Als er sein Gesicht erkennen konnte, wurde Denniz Gesicht düster. Er schloss die Lippen, drückte die Augenlieder zusammen und schaute ihm mit eisigem Ausdruck in die Augen.
„Du siehst aus, als wüsstest du wer ich bin!“ sagte der Mann.
„Ja, das tue ich!“
„Wunderbar, dann muss ich euch ja nicht mehr erklären, WARUM das hier passiert, sondern nur noch, WAS genau passieren wird.“
Ein weiteren Mann, der nach dem Ersten ebenfalls die Treppe runtergekommen war, hielt drohend ein Maschinengewehr auf die beiden gerichtet.

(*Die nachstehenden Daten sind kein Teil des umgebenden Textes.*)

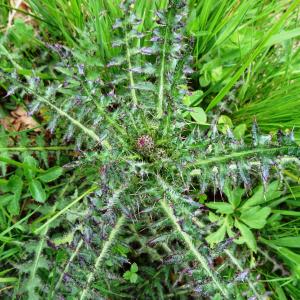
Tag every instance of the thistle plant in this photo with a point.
(141, 160)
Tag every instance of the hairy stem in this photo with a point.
(235, 261)
(102, 255)
(74, 254)
(241, 154)
(161, 77)
(189, 243)
(50, 148)
(92, 189)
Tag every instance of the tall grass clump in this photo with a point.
(157, 198)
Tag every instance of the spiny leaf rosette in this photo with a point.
(141, 164)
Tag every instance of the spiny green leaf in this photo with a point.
(37, 191)
(247, 235)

Der erste kam noch ein Stück näher, kniete direkt vor den beiden nieder und fasste Jennifer brutal am Kinn, als würde er sie wie eine Ware begutachten.

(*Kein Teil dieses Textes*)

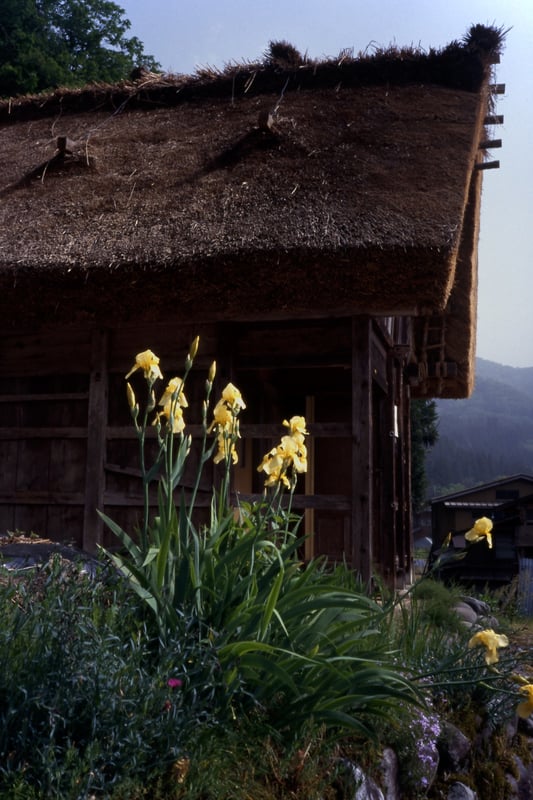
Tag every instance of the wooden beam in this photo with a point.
(361, 512)
(493, 119)
(96, 444)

„Lass deine Finger von ihr!“ rief Denniz und versuchte seine Hand wegzuschlagen, doch der Begleiter, schien sein Leibwächter zu sein, hielt ihm den Lauf vor die Brust.
Denniz schaute nach oben und lehnte sich wiederwillig wieder an die Wand zurück.
Der ältere Mann mustere Jennifer von oben bis unten.
„Hübsch!“ meinte er schliesslich: „Es wird mir Spass machen, mich ein bisschen mit ihr zu beschäftigen und ich hoffe, dir wird es Spass machen, dabei zuzusehen!“ er wandte sich an Denniz und hielt ihm eine Pistole an den Kopf. „Du wirst sterben, du kleiner finnischer Bastard!“ sagte er hasserfüllt. „Doch zuerst will ich dich leiden sehen!“
Denniz spürte, wie ihm schlecht wurde während er den Worten zuhörte. Er schluckte, erwiderte aber weiter seinen durchdringenden Blick in die Augen. Er wusste er musste tapfer sein und durfte sich keine Angst anmerken lassen.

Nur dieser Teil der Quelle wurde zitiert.